“What play is it?”

The Winter’s Tale,” I said.

“What—a chilly play on top of this miserable weather! Why a month ago I was basking in the sun...you and your plays! Is this Denmark and another Ham­let? Tell me, Will, was Hamlet named for your son—are those lines in his honor?”

Jonson interrupted and answered for me:

“When my boy died I wrote something for him. I was in prison then and the jailer grabbed my manuscript and spat on it. Bah, that’s the kind of crassness that shakes you. I’ve forfeited goods in payment of my stupidities but I haven’t for­feited my hatred of injustice! It’s another kind of injustice when a boy, a stripling, dies. Will made Hamnet into Hamlet, an outcry against this world.”

He drank his ale and I saw him examine his thumb, where they had branded it when he was in prison; he nodded to himself; I suppose his thoughts were of his boy, a victim of the plague...

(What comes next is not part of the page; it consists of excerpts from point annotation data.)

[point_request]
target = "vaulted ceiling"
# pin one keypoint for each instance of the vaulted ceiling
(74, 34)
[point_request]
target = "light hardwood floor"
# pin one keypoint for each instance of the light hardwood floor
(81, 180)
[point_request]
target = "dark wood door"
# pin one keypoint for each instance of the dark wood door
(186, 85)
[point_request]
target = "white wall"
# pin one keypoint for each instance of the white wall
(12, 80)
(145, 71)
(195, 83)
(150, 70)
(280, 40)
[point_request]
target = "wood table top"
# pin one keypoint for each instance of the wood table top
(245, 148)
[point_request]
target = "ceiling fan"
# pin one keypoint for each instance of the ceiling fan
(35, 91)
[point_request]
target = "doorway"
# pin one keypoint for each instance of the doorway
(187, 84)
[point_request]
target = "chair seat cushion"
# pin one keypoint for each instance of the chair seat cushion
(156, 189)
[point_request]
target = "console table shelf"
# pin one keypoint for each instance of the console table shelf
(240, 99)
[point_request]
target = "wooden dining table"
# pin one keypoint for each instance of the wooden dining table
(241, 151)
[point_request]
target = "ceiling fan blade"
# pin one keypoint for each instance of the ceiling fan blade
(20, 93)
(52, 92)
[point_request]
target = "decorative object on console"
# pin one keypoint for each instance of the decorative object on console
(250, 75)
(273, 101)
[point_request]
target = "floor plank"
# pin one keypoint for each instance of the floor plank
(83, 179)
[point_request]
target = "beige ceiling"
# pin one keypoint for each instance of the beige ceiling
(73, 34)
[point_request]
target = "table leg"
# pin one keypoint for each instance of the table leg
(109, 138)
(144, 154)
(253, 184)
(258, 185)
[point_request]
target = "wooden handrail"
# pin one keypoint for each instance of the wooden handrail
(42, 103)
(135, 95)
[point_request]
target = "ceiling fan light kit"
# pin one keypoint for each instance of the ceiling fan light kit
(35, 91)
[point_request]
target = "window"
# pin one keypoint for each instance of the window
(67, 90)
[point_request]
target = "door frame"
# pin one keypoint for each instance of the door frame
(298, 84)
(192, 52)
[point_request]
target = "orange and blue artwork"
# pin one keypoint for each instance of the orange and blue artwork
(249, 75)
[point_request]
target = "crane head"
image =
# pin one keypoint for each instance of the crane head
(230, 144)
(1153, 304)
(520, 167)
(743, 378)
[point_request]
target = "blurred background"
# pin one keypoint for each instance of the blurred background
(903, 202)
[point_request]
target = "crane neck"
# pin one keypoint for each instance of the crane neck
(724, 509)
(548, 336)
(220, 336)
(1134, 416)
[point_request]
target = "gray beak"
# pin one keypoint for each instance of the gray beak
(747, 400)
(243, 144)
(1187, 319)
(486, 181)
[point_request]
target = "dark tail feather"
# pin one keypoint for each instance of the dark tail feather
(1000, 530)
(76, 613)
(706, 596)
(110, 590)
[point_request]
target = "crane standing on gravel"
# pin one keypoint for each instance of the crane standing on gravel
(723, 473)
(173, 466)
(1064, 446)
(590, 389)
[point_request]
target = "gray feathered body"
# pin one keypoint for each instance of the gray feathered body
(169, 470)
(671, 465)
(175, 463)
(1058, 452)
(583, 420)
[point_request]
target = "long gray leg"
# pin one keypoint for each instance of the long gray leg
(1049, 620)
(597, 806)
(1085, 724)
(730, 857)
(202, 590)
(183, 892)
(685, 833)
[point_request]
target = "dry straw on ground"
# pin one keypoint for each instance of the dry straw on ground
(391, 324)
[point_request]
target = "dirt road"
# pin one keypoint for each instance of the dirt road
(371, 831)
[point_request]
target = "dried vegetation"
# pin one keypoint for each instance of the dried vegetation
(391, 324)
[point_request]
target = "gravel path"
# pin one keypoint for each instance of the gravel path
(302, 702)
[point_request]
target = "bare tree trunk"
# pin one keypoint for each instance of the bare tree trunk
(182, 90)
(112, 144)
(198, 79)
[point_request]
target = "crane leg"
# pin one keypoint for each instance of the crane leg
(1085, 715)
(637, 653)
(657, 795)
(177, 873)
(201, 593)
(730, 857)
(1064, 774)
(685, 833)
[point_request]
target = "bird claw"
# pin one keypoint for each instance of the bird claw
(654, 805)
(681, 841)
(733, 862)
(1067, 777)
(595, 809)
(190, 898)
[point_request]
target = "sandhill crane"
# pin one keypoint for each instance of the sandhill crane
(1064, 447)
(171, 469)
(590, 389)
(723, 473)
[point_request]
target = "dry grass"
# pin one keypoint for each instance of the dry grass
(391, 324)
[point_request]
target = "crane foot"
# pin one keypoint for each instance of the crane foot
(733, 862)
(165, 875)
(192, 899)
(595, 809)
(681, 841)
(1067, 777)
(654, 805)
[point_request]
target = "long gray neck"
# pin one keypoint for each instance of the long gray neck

Jonson eats poorly. Prison treatment has hurt him. His hair is greying, par­ticularly on one side, sweeping down, showing when he talks with gusto. Teeth are missing. Today he wears a suit of black wool, his cuffs clean, his collar clean. He hardly seems one of us.

Raleigh’s sword scrapes against the table as he leans forward, talking of his voyages. His is a perpetual struggle with storms and mutinies and his flashing eyes convey a courage one has to take into account. He has sent the idlers pack­ing and smokes with his pipe in the bowl of his palm, its brown the color of his hands, the five or six rings on his fingers blazing: opals and rubies, I am told.

I am also told that if he sold the jewels he wears he could pay for the con­struction of a ship-of-the-line.